During the 10,324 person-years of follow-up, participants with persistent H. pylori infection had a higher incidence rate (130.5 per 1,000 person-years) of dyslipidemia than those whose infections had been successfully controlled (98.1 per 1,000 person-years). In a multivariable model adjusted for age, sex, waist circumference, smoking status, alcohol intake, and education level, the H. pylori eradication group was associated with a lower risk of dyslipidemia than the persistent group (HR, 0.85; 95% CI, 0.77-0.95; p = 0.004). The association persisted after further adjustment for baseline levels of low-density and high-density lipoprotein cholesterol (HR, 0.87; 95% CI, 0.79-0.97; p = 0.014).
H. pylori infection may play a pathophysiologic role in the development of dyslipidemia, whereas H. pylori eradication might decrease the risk of dyslipidemia.
先前的研究表明,幽门螺杆菌感染与血脂异常之间存在关联;然而,大规模的纵向研究尚未阐明这种关联。本研究评估了幽门螺杆菌感染和根除对大型队列血脂谱的纵向影响。
本队列研究纳入了 2626 名基线时无血脂异常的成年人,他们参加了 2009 年 1 月至 2018 年 12 月期间重复的定期健康筛查检查,包括上消化道内镜检查。主要结局是随访时发生血脂异常。
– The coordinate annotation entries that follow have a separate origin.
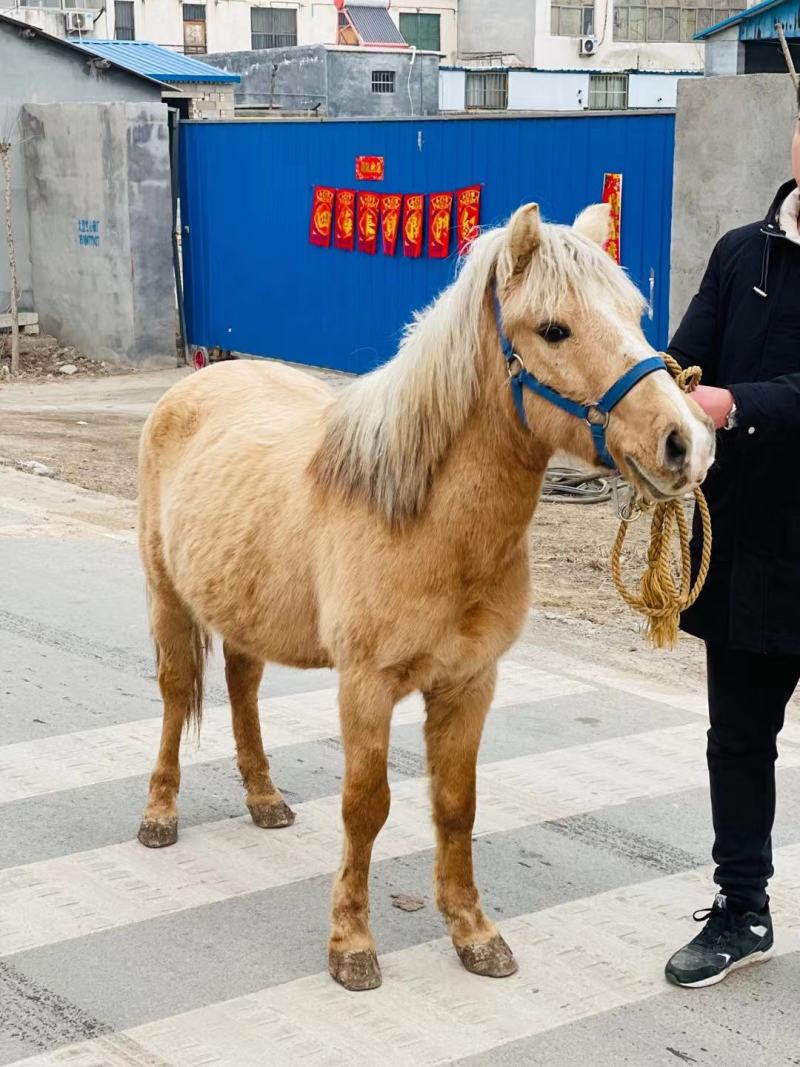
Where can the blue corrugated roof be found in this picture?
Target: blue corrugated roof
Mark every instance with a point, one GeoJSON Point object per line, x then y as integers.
{"type": "Point", "coordinates": [141, 57]}
{"type": "Point", "coordinates": [745, 16]}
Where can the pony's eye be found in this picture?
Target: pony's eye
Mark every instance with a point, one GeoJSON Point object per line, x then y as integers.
{"type": "Point", "coordinates": [555, 332]}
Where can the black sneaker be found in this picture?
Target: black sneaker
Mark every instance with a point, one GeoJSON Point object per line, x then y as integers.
{"type": "Point", "coordinates": [728, 941]}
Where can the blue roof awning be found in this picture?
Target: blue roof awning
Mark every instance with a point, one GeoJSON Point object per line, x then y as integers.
{"type": "Point", "coordinates": [140, 57]}
{"type": "Point", "coordinates": [757, 22]}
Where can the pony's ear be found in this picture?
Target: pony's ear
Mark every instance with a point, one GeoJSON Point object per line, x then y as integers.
{"type": "Point", "coordinates": [594, 222]}
{"type": "Point", "coordinates": [524, 235]}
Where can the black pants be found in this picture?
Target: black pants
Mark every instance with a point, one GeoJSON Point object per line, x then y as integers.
{"type": "Point", "coordinates": [747, 700]}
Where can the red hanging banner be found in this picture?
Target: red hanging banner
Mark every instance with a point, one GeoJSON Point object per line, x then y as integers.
{"type": "Point", "coordinates": [369, 169]}
{"type": "Point", "coordinates": [369, 213]}
{"type": "Point", "coordinates": [345, 226]}
{"type": "Point", "coordinates": [467, 216]}
{"type": "Point", "coordinates": [413, 224]}
{"type": "Point", "coordinates": [321, 216]}
{"type": "Point", "coordinates": [390, 204]}
{"type": "Point", "coordinates": [612, 196]}
{"type": "Point", "coordinates": [440, 212]}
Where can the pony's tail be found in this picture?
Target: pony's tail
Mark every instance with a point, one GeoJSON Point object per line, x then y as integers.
{"type": "Point", "coordinates": [198, 648]}
{"type": "Point", "coordinates": [201, 649]}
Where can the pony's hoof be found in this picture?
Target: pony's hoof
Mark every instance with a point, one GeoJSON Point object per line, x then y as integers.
{"type": "Point", "coordinates": [355, 970]}
{"type": "Point", "coordinates": [158, 833]}
{"type": "Point", "coordinates": [271, 816]}
{"type": "Point", "coordinates": [492, 959]}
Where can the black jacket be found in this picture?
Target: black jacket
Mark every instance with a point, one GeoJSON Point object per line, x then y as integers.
{"type": "Point", "coordinates": [742, 328]}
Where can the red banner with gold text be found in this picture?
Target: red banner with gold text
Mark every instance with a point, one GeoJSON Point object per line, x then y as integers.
{"type": "Point", "coordinates": [321, 216]}
{"type": "Point", "coordinates": [345, 224]}
{"type": "Point", "coordinates": [440, 213]}
{"type": "Point", "coordinates": [390, 204]}
{"type": "Point", "coordinates": [467, 216]}
{"type": "Point", "coordinates": [369, 218]}
{"type": "Point", "coordinates": [612, 196]}
{"type": "Point", "coordinates": [369, 169]}
{"type": "Point", "coordinates": [413, 224]}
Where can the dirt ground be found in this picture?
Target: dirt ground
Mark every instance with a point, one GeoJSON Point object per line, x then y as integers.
{"type": "Point", "coordinates": [86, 433]}
{"type": "Point", "coordinates": [44, 357]}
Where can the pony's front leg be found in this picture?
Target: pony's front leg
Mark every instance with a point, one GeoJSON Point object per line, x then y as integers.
{"type": "Point", "coordinates": [365, 711]}
{"type": "Point", "coordinates": [453, 728]}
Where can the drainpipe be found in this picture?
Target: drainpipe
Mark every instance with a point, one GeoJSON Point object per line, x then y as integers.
{"type": "Point", "coordinates": [174, 173]}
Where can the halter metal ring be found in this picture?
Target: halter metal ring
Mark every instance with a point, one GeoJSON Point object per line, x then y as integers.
{"type": "Point", "coordinates": [596, 417]}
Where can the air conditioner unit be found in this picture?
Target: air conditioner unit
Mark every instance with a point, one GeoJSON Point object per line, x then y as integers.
{"type": "Point", "coordinates": [78, 21]}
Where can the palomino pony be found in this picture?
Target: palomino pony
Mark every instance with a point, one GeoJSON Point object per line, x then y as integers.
{"type": "Point", "coordinates": [383, 530]}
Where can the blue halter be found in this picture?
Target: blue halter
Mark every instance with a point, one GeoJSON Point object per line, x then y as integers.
{"type": "Point", "coordinates": [595, 415]}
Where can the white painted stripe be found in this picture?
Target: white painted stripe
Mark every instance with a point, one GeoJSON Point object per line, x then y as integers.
{"type": "Point", "coordinates": [576, 960]}
{"type": "Point", "coordinates": [89, 757]}
{"type": "Point", "coordinates": [79, 894]}
{"type": "Point", "coordinates": [692, 700]}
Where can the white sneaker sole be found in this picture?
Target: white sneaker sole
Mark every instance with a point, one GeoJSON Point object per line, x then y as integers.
{"type": "Point", "coordinates": [755, 957]}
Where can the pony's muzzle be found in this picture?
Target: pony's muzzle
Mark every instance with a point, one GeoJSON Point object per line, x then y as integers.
{"type": "Point", "coordinates": [676, 449]}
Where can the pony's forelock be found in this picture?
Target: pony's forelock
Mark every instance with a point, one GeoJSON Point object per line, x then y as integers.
{"type": "Point", "coordinates": [390, 429]}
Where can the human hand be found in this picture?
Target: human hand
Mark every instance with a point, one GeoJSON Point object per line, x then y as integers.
{"type": "Point", "coordinates": [716, 403]}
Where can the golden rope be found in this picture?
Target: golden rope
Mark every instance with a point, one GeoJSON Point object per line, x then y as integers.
{"type": "Point", "coordinates": [660, 599]}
在 10324 人年的随访期间,持续感染幽门螺杆菌的参与者血脂异常的发生率(130.5/1000 人年)高于感染已被成功控制的参与者(98.1/1000 人年)。在调整了年龄、性别、腰围、吸烟状态、饮酒和教育水平的多变量模型中,幽门螺杆菌根除组发生血脂异常的风险低于持续感染组(HR,0.85;95%CI,0.77-0.95;p=0.004)。在进一步调整了基线时的低密度和高密度脂蛋白胆固醇水平后,这种关联仍然存在(HR,0.87;95%CI,0.79-0.97;p=0.014)。
幽门螺杆菌感染可能在血脂异常的发生发展中起病理生理作用,而幽门螺杆菌根除可能降低血脂异常的风险。